Research Frontier: When the Resize Function Became the Headline

Parmar, Zhang, and Zhu's clean-fid work ("On Aliased Resizing and Surprising Subtleties in GAN Evaluation", CVPR 2022) showed that published FID scores for the same generative model could differ by amounts larger than claimed state-of-the-art gaps purely because different codebases downscaled evaluation images with different, often aliasing, kernels; the community standardized on anti-aliased resizing in response. The ecosystem followed: torchvision migrated its transforms so that antialias=True became the effective default behavior in v0.17 (2024), closing a long-standing tensor-versus-PIL mismatch. On the reconstruction side, the sinc ideal now has learned competitors: single-step diffusion super-resolvers such as SinSR (CVPR 2024) and OSEDiff (NeurIPS 2024) upscale with hallucinated-but-plausible detail in one network evaluation, fast enough to challenge Lanczos in offline pipelines. Classical kernels remain the standard where fidelity to the actual signal is non-negotiable; the learned upscalers win where perceptual quality is the product. Chapter 7 picks up that thread.
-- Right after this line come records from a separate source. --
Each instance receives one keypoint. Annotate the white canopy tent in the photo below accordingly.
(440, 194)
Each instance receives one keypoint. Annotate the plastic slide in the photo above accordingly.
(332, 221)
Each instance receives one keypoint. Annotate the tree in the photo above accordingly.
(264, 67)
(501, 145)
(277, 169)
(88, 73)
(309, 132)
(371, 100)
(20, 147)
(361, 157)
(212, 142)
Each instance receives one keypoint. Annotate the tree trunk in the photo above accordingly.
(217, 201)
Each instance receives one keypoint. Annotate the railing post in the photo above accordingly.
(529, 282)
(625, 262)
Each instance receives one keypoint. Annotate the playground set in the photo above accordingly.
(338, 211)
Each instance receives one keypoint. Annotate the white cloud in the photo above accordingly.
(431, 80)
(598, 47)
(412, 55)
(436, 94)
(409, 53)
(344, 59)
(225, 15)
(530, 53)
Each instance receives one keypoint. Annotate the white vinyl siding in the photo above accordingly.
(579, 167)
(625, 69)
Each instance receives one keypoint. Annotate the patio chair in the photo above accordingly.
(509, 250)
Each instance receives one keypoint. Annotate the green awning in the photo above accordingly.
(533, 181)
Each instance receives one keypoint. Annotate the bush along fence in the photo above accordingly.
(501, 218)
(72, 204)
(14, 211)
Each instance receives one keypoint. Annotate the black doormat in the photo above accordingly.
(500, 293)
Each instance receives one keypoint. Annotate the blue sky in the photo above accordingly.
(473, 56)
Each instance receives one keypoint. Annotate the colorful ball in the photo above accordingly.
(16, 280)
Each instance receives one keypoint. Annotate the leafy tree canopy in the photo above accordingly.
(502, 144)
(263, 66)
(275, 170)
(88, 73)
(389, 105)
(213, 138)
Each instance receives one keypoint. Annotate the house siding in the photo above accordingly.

One more perspective ties this section to the chapter's arc. We treated interpolation as reading a value at one fractional point, but a warp does this for every output pixel at once, and the pattern of fractional positions varies across the image: a perspective warp compresses some regions (locally a downscale, aliasing risk) while stretching others (locally an upscale, blur risk). Production warpers therefore sometimes blend strategies or warp through an image pyramid from Chapter 4. With values-at-fractional-coordinates solved, we are ready to assemble the full warping algorithm in Section 5.4.

Fun Fact

The Lanczos kernel is named for Cornelius Lanczos, a Hungarian-American mathematician who at various points worked as Einstein's assistant, co-authored (with Danielson, in 1942) a recursive trigonometric-interpolation lemma now recognized as a forerunner of the fast Fourier transform two decades before Cooley and Tukey, and developed the resampling window in his 1956 numerical-analysis book. The image-processing community adopted the name; Lanczos himself never resized a JPEG.

Exercise 5.3.1: The Phantom Class Conceptual

A segmentation mask uses labels 0 (road), 1 (lane marking), and 2 (vehicle). It is downscaled 2× with bilinear interpolation and then thresholded back to integers with rounding. Describe precisely where in the image label-1 pixels can appear that were never lane markings, and why nearest-neighbor avoids this. Then explain why one-hot encoding the mask, resizing each channel bilinearly, and taking an argmax is also acceptable, and what it does at boundaries that nearest-neighbor does not.

Exercise 5.3.2: Build Bicubic, Match the Reference Coding

Implement the Keys cubic kernel $k(t)$ from this section as a Python function of $t$ and $a$, then build a 1D bicubic resampler that upscales a row of pixels by an arbitrary factor using 4 taps. Verify that with $a = -0.75$ your output matches cv2.resize with INTER_CUBIC on the same row (to within rounding), and that with $a = -0.5$ it matches Pillow's Image.resize(..., Image.BICUBIC). Report the maximum absolute pixel difference between the two libraries' outputs on a real photo row.

Exercise 5.3.3: Measuring Aliasing in the Frequency Domain Analysis

Create a synthetic image of concentric rings $I(x, y) = \sin(r^2 / 40)$ (a zone plate), which sweeps all spatial frequencies. Downscale it 6× with INTER_NEAREST, INTER_LINEAR, and INTER_AREA, then upscale each result back and compute the 2D FFT magnitude (Chapter 4 tools) of the difference from a clean reference. Identify the spurious low-frequency energy in the first two and explain, citing the Nyquist argument, why it appears at those particular frequencies. Which radius in the original corresponds to the new Nyquist limit?